The pile of these jars was meant to be sent for recycling; instead, they became my collection of collectible cookie jars. Instantly I had a ready-made collection of 50 plus collectible cookie jars which made me feel very happy. After this incident, wherever I would see a cookie jar, I would ask for it to be part of my collection. Very soon, my friends and relatives were contributing on an average of two to five cookie jars per month.

In this way, my collection overgrew the space I had for it in my room, and my dad offered to make a display case for my collectible cookie jars in the garage, to which I happily agreed. By the end of the year, the display case was holding 387 collectible cookie jars of all shapes, sizes and material. I had plastic, metal, tin, wood, cardboard and paper cookie jars – and the display was awesome.

My fame spread through my school and the neighborhood and soon enough I had people coming to see my collection and admire it. One day, a friend of mine wanted a gift box for a birthday party – she thought that one of my collectible cookie jars would make a wonderful packing for her gift.

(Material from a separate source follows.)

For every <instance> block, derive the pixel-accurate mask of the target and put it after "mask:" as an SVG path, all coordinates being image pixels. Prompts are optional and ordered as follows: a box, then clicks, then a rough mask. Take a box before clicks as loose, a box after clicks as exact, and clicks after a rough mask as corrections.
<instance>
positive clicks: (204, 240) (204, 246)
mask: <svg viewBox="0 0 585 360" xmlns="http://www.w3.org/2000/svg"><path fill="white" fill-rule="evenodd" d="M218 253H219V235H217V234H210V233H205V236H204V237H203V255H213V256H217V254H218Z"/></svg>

She paid me $3 for a round, lovely metal box. In no time, I had people buying jars from me for all occasions.

In this manner, I was making an average of $100 per week with the sale of my cookie jars, which gave me an idea – why not start a small gift box unit and make custom-made gift boxes? With a little help and investment, I put together a tiny unit for this purpose and in six months, I was earning real money. This is how my hobby turned into a money-spinner. Isn’t it great how things work out?